Noni Jean (Gugu Mbatha-Raw) seems to have her career all sorted out, a beautiful, talented singer whose star is on the rise after performing on her boyfriend's last three number one singles, and now she has her own solo material coming out soon, she is set to go stratospheric. But there's a defining moment in her past when she was just starting out that has stayed with her for too long: she had entered a talent competition back in London, where she is from, as ordered by her pushy mother Macy (Minnie Driver). In among the budding Shirley Temple wannabes, Noni truly stood out, singing the Nina Simone song Blackbird, and won second prize - not good enough for Macy, not good at all.

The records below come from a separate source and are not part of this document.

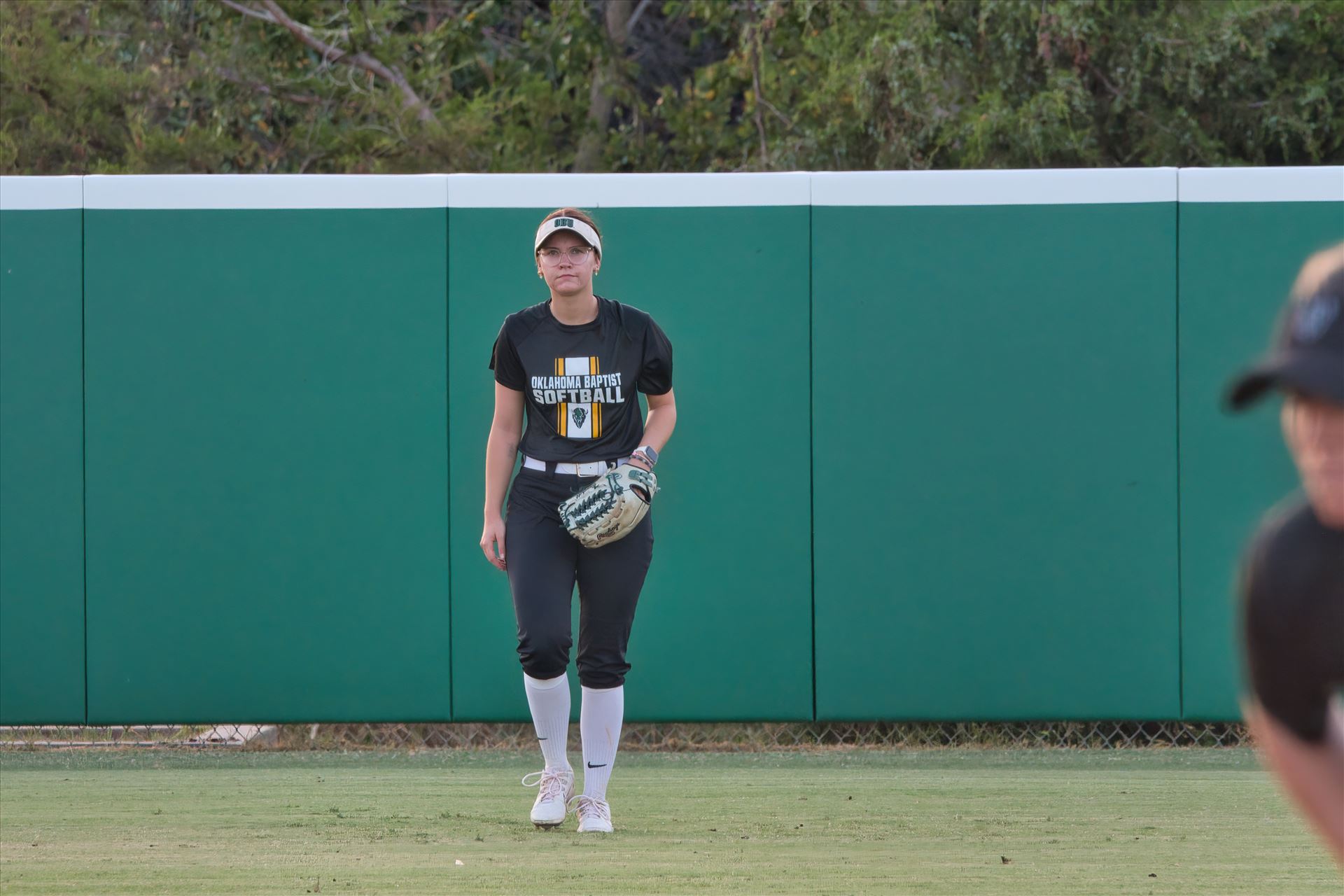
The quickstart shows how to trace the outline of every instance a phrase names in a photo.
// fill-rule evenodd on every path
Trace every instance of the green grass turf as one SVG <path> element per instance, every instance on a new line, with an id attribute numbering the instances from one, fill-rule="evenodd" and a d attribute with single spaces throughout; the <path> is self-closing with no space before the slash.
<path id="1" fill-rule="evenodd" d="M 625 754 L 606 837 L 578 836 L 573 817 L 558 832 L 528 823 L 535 791 L 519 778 L 536 764 L 438 751 L 0 754 L 0 891 L 1344 889 L 1246 750 Z"/>

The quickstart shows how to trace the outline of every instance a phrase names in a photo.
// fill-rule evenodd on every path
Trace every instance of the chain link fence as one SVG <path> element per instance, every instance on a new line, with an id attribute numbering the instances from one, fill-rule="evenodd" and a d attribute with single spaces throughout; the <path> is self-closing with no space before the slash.
<path id="1" fill-rule="evenodd" d="M 621 748 L 667 752 L 809 750 L 1241 747 L 1245 725 L 1184 721 L 855 721 L 628 724 Z M 532 725 L 219 724 L 0 728 L 0 750 L 82 747 L 241 750 L 532 750 Z M 570 728 L 578 750 L 578 725 Z"/>

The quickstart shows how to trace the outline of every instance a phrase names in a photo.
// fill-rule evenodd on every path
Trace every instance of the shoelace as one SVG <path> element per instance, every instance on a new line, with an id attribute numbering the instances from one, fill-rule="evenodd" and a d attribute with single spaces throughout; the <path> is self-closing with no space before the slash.
<path id="1" fill-rule="evenodd" d="M 528 778 L 535 778 L 528 780 Z M 524 787 L 540 787 L 542 789 L 542 802 L 550 802 L 552 799 L 564 799 L 564 771 L 559 768 L 547 768 L 546 771 L 534 771 L 523 775 Z M 569 806 L 566 806 L 566 811 Z"/>
<path id="2" fill-rule="evenodd" d="M 578 817 L 583 815 L 597 815 L 602 821 L 612 821 L 612 806 L 605 799 L 598 799 L 597 797 L 586 797 L 583 794 L 574 794 L 570 797 L 570 802 L 564 806 L 566 810 L 573 811 L 573 807 L 578 805 Z"/>

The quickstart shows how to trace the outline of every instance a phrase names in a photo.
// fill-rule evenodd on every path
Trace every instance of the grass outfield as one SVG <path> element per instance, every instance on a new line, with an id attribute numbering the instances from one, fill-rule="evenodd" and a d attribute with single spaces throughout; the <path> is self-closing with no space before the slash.
<path id="1" fill-rule="evenodd" d="M 607 837 L 535 830 L 536 766 L 0 754 L 0 891 L 1341 892 L 1247 750 L 625 754 Z"/>

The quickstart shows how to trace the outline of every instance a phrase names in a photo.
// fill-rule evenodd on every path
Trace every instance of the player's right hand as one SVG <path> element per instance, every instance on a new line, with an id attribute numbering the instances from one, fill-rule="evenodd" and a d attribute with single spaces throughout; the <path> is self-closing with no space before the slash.
<path id="1" fill-rule="evenodd" d="M 495 553 L 495 547 L 499 545 L 499 556 Z M 481 551 L 485 553 L 485 559 L 491 562 L 496 570 L 508 571 L 508 563 L 504 560 L 504 519 L 496 516 L 493 520 L 485 520 L 485 528 L 481 531 Z"/>

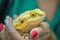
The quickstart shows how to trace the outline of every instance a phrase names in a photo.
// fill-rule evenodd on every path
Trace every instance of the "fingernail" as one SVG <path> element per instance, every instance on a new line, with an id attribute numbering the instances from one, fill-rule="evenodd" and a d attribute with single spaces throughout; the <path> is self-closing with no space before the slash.
<path id="1" fill-rule="evenodd" d="M 3 30 L 3 24 L 0 23 L 0 32 Z"/>
<path id="2" fill-rule="evenodd" d="M 8 25 L 9 24 L 9 18 L 10 18 L 9 16 L 6 16 L 6 19 L 4 21 L 5 22 L 5 25 Z"/>

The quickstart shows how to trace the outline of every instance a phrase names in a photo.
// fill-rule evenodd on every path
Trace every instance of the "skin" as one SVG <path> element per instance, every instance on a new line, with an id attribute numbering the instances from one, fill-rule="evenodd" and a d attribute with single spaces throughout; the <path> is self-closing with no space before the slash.
<path id="1" fill-rule="evenodd" d="M 45 19 L 45 16 L 45 12 L 40 9 L 26 11 L 13 20 L 13 25 L 17 31 L 20 30 L 19 32 L 23 34 L 37 27 Z"/>

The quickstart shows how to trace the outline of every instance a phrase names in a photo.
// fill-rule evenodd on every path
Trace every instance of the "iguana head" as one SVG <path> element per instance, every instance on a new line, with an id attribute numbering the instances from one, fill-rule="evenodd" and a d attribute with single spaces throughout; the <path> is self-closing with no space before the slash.
<path id="1" fill-rule="evenodd" d="M 40 9 L 29 10 L 13 20 L 13 25 L 17 31 L 28 32 L 38 26 L 44 20 L 45 16 L 46 14 Z"/>

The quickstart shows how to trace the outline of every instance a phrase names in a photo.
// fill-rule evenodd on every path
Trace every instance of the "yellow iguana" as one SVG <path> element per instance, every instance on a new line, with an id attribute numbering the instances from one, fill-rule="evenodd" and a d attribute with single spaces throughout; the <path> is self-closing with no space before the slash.
<path id="1" fill-rule="evenodd" d="M 40 9 L 26 11 L 20 14 L 15 20 L 13 25 L 20 33 L 27 33 L 32 28 L 38 26 L 45 18 L 46 14 Z"/>

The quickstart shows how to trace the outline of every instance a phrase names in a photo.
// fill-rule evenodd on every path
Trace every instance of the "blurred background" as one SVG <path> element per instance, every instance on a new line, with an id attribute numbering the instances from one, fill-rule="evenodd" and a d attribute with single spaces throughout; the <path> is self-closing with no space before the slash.
<path id="1" fill-rule="evenodd" d="M 13 18 L 14 14 L 36 8 L 46 13 L 45 21 L 60 40 L 60 0 L 0 0 L 0 23 L 4 24 L 7 15 Z"/>

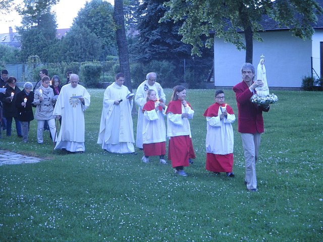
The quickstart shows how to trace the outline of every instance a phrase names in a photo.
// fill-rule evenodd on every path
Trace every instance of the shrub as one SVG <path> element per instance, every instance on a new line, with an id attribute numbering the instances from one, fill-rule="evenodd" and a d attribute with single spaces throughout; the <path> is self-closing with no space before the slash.
<path id="1" fill-rule="evenodd" d="M 323 77 L 316 79 L 304 77 L 302 80 L 302 88 L 305 91 L 323 91 Z"/>
<path id="2" fill-rule="evenodd" d="M 85 63 L 81 66 L 80 79 L 87 87 L 98 87 L 101 72 L 102 66 L 99 63 Z"/>
<path id="3" fill-rule="evenodd" d="M 302 88 L 305 91 L 312 91 L 314 78 L 312 77 L 304 77 L 302 80 Z"/>

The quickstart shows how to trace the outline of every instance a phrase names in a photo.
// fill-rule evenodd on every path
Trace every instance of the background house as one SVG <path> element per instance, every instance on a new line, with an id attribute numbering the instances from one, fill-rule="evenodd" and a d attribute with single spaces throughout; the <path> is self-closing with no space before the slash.
<path id="1" fill-rule="evenodd" d="M 323 16 L 318 18 L 312 39 L 307 40 L 292 36 L 288 29 L 279 28 L 272 19 L 263 20 L 263 41 L 253 41 L 253 65 L 256 71 L 260 55 L 264 55 L 270 87 L 300 88 L 304 76 L 323 74 Z M 214 60 L 215 86 L 232 87 L 241 81 L 245 51 L 215 37 Z"/>

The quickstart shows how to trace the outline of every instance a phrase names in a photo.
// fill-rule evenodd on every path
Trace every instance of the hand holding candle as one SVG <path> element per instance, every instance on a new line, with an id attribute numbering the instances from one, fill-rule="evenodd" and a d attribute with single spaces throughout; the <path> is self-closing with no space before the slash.
<path id="1" fill-rule="evenodd" d="M 188 113 L 189 110 L 190 110 L 190 107 L 188 106 L 188 105 L 186 104 L 186 106 L 185 106 L 185 112 Z"/>
<path id="2" fill-rule="evenodd" d="M 24 98 L 24 102 L 25 103 L 25 106 L 24 106 L 24 107 L 26 107 L 26 103 L 27 102 L 27 98 Z"/>

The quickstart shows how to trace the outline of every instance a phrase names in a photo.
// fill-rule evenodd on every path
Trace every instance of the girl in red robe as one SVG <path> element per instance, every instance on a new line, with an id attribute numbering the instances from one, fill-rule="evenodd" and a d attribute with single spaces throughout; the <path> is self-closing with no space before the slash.
<path id="1" fill-rule="evenodd" d="M 186 176 L 184 166 L 193 163 L 195 158 L 192 144 L 192 136 L 189 119 L 194 115 L 194 110 L 185 100 L 186 89 L 183 86 L 174 88 L 171 101 L 166 110 L 167 114 L 167 136 L 170 139 L 168 159 L 179 175 Z"/>

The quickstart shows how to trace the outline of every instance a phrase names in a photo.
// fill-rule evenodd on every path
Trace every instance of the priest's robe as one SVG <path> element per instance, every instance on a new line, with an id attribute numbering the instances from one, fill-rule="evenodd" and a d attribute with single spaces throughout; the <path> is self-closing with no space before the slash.
<path id="1" fill-rule="evenodd" d="M 131 116 L 133 100 L 126 98 L 130 93 L 127 87 L 120 86 L 116 82 L 107 87 L 104 92 L 97 144 L 109 152 L 135 152 Z M 120 99 L 123 101 L 120 104 L 115 104 L 115 101 Z"/>
<path id="2" fill-rule="evenodd" d="M 78 98 L 72 98 L 73 96 L 82 96 L 84 99 L 84 104 Z M 84 111 L 90 106 L 90 97 L 86 89 L 80 85 L 73 88 L 69 84 L 62 88 L 52 113 L 62 116 L 55 149 L 65 149 L 72 152 L 85 150 Z"/>

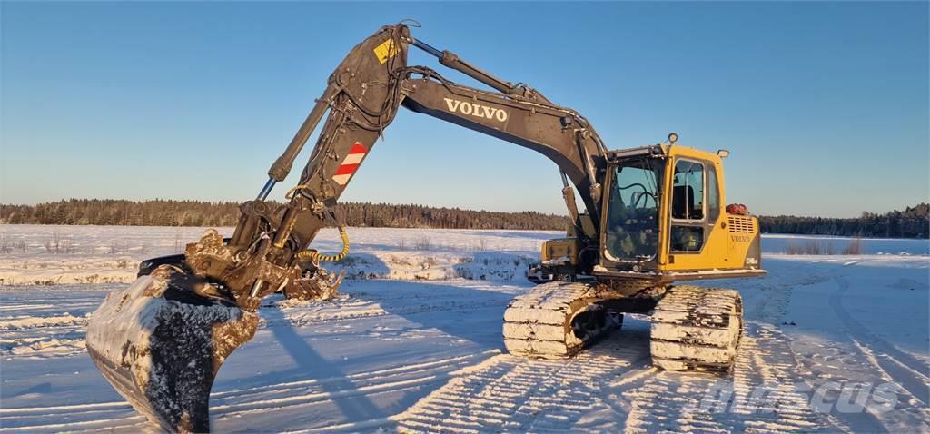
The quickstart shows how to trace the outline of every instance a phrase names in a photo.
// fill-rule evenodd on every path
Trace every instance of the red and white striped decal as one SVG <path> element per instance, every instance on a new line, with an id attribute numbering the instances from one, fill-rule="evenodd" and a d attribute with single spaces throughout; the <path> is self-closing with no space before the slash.
<path id="1" fill-rule="evenodd" d="M 368 153 L 368 150 L 362 145 L 362 142 L 356 141 L 352 146 L 352 150 L 349 151 L 349 155 L 346 155 L 346 159 L 342 160 L 339 168 L 336 169 L 333 180 L 340 186 L 348 184 L 349 179 L 352 179 L 352 176 L 358 170 L 358 166 L 362 164 L 362 159 L 366 153 Z"/>

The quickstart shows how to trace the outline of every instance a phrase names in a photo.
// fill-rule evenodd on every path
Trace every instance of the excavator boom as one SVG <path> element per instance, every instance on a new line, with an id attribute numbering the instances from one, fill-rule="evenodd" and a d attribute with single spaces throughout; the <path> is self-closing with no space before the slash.
<path id="1" fill-rule="evenodd" d="M 408 66 L 411 45 L 494 90 Z M 534 89 L 414 40 L 403 24 L 382 27 L 333 71 L 269 169 L 268 182 L 255 200 L 241 205 L 231 238 L 211 230 L 188 244 L 183 260 L 147 263 L 147 275 L 114 291 L 94 313 L 88 352 L 137 411 L 170 431 L 208 430 L 213 378 L 226 357 L 254 335 L 261 298 L 276 291 L 309 298 L 335 294 L 340 278 L 329 275 L 320 261 L 339 259 L 348 249 L 336 202 L 402 106 L 541 152 L 585 192 L 591 216 L 599 215 L 596 173 L 603 170 L 604 148 L 587 120 Z M 315 147 L 286 204 L 269 201 L 321 121 Z M 569 204 L 574 207 L 574 197 Z M 340 255 L 308 250 L 325 227 L 342 230 L 346 247 Z"/>
<path id="2" fill-rule="evenodd" d="M 411 46 L 488 88 L 458 84 L 431 68 L 408 65 Z M 538 269 L 543 271 L 538 275 L 548 274 L 552 280 L 568 270 L 559 278 L 566 282 L 540 285 L 539 291 L 512 303 L 503 331 L 512 354 L 570 356 L 614 326 L 604 309 L 613 303 L 624 311 L 655 308 L 666 312 L 660 316 L 667 323 L 656 334 L 664 340 L 653 345 L 654 355 L 662 355 L 658 365 L 713 370 L 729 366 L 741 324 L 738 294 L 681 289 L 658 304 L 669 289 L 663 285 L 687 273 L 696 278 L 733 277 L 729 270 L 706 271 L 751 268 L 752 274 L 759 274 L 754 217 L 727 216 L 718 226 L 703 213 L 703 170 L 719 166 L 722 171 L 720 158 L 697 150 L 670 151 L 671 144 L 656 145 L 648 151 L 637 151 L 644 161 L 652 162 L 649 164 L 624 165 L 624 151 L 608 152 L 578 112 L 552 103 L 528 85 L 500 79 L 452 52 L 417 40 L 406 25 L 396 24 L 382 27 L 355 46 L 329 75 L 306 120 L 269 168 L 268 181 L 255 200 L 240 206 L 232 237 L 224 239 L 209 230 L 187 245 L 182 257 L 144 262 L 140 279 L 127 289 L 114 291 L 94 312 L 87 331 L 88 353 L 136 410 L 170 431 L 208 430 L 213 379 L 225 359 L 254 335 L 262 298 L 275 292 L 310 299 L 336 294 L 341 276 L 331 275 L 321 262 L 339 260 L 348 253 L 337 201 L 401 107 L 535 151 L 559 168 L 573 228 L 570 237 L 543 245 Z M 284 195 L 286 202 L 269 200 L 321 122 L 298 184 Z M 686 163 L 684 172 L 672 166 L 679 158 Z M 649 179 L 630 181 L 630 177 Z M 711 190 L 710 181 L 707 185 Z M 576 191 L 583 212 L 576 204 Z M 723 201 L 722 191 L 717 200 Z M 687 212 L 679 221 L 670 210 L 681 205 L 687 205 L 682 208 Z M 709 211 L 716 212 L 716 218 L 719 204 L 716 211 Z M 743 232 L 728 234 L 723 229 L 727 225 L 730 231 Z M 311 248 L 326 227 L 339 230 L 343 249 L 339 254 Z M 674 242 L 670 241 L 672 237 Z M 738 248 L 726 244 L 729 240 L 737 240 Z M 710 252 L 737 252 L 732 254 L 735 260 L 721 256 L 712 264 L 701 262 L 711 255 L 699 251 L 705 243 L 718 246 Z M 616 257 L 604 253 L 607 243 L 616 247 Z M 755 256 L 750 257 L 747 252 L 753 248 Z M 691 310 L 709 320 L 688 313 Z M 723 337 L 702 344 L 712 351 L 695 352 L 683 330 L 707 324 L 716 327 L 711 331 L 713 335 Z"/>

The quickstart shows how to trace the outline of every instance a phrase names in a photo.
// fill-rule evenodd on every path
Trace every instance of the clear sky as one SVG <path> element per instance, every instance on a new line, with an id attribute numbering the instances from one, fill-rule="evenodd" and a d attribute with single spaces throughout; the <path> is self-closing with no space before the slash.
<path id="1" fill-rule="evenodd" d="M 5 2 L 0 203 L 252 199 L 346 52 L 405 18 L 609 148 L 729 149 L 727 202 L 757 214 L 930 195 L 927 2 Z M 342 200 L 565 214 L 560 189 L 541 155 L 402 112 Z"/>

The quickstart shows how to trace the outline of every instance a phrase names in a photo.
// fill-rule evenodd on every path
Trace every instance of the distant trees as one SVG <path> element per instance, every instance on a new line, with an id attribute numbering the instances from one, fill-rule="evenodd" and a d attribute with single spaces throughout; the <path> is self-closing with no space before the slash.
<path id="1" fill-rule="evenodd" d="M 760 217 L 763 232 L 857 237 L 928 238 L 930 204 L 885 214 L 862 213 L 854 218 Z"/>
<path id="2" fill-rule="evenodd" d="M 533 211 L 500 213 L 415 204 L 345 203 L 346 223 L 375 228 L 565 230 L 568 217 Z M 239 204 L 154 200 L 69 199 L 36 205 L 0 205 L 0 223 L 119 226 L 234 226 Z M 928 238 L 930 205 L 862 213 L 854 218 L 764 216 L 763 232 L 858 237 Z"/>
<path id="3" fill-rule="evenodd" d="M 376 228 L 445 228 L 557 230 L 563 216 L 532 211 L 499 213 L 414 204 L 345 203 L 337 205 L 349 226 Z M 154 200 L 70 199 L 36 205 L 0 205 L 0 223 L 117 226 L 234 226 L 239 204 Z"/>

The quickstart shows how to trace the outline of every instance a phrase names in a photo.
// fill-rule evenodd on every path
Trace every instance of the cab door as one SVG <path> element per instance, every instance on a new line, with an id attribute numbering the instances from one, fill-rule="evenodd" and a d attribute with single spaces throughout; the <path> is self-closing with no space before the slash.
<path id="1" fill-rule="evenodd" d="M 717 170 L 711 162 L 679 157 L 672 164 L 669 189 L 668 270 L 705 270 L 718 266 L 711 237 L 721 217 Z M 718 231 L 719 232 L 719 231 Z M 717 234 L 719 235 L 719 234 Z M 721 253 L 721 252 L 718 252 Z"/>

Gugu Mbatha-Raw was in two films directed by black women in the same year, which was regarded a a promising development in the traditionally white male-dominated field in Western cinema, but though Belle was one which awarded her all sorts of accolades in the mainstream, Beyond the Lights was the project that ended up with more of a cult following in comparison. Which in a way was a pity, as you could well envisage it gaining as much wider acceptance as the British film, as director Gina Prince-Bythewood had picked a subject that seemed an obvious choice to make a movie about, but was usually relegated to teen TV projects rather than taking it more sincerely as a serious film.
She assuredly took it seriously here, with the glitz and glamour of the modern music scene thrown into sharp relief by the pressures Noni is seen to be stuck with. That introduction was important as it illustrated she is in this career for the joy of singing, of expressing herself (that's the actress you hear on the soundtrack), but she has that worry about her confidence, and with more social perspective her worth as a woman in showbusiness where in this line of work she is expected to put her sexuality right out there as a commodity. We can tell straight away Noni is struggling with this private life versus public image dilemma when the film has barely started and she is contemplating suicide by throwing herself over her hotel room balcony. Fortunately, she has a knight in shining armour to rescue her.
Well, more a knight in a cop's uniform, as this was not solely her story, for we also follow aspiring community leader Kaz (Nate Parker) who plans to establish himself as a role model then make the move from law enforcement to politics. When he pulls Noni up from nearly falling to her death, she makes him complicit in the lies they tell the press (on Macy's instruction) that she had too much to drink and simply fell, with Officer Kaz in the right place at the right time, but this brings them together, in spite of the pressure his advisors place on him that a politician doesn't need an R & B singer in his life. Of course, he is exactly what she needs and she breaks it off with her boyfriend (rapper Machine Gun Kelly) who then proceeds to almost rape her during a show.
Onstage, that is, which sounds ridiculous until you see it and the director rendered it uneasily convincing, leaving us in no doubt Kaz would be incensed enough to wallop the rapper. It's a key scene, for here Noni finally takes hold of her public life where she has been expected to cavort for the cameras in a highly sexualised manner because she didn't have the wherewithal to take control and say "No". Not every filmmaker would have presented that choice so brazenly, but it was a mark of how thought provoking Beyond the Lights could be, even if Prince-Bythewood did come across as tackling her own issues on a very open arena, whether that be with how her gender are portrayed in the media or her own relationship with her mother (Driver could have been a villain, yet we wholly understand the desperation that forces her on). Parker too was perhaps a little too good to be true, but carried the overabundance of heart to hearts with dependable skill, the central love affair unexpectedly moving, though it was Mbatha-Raw corralling all these threads that impressed most. Music by Mark Isham.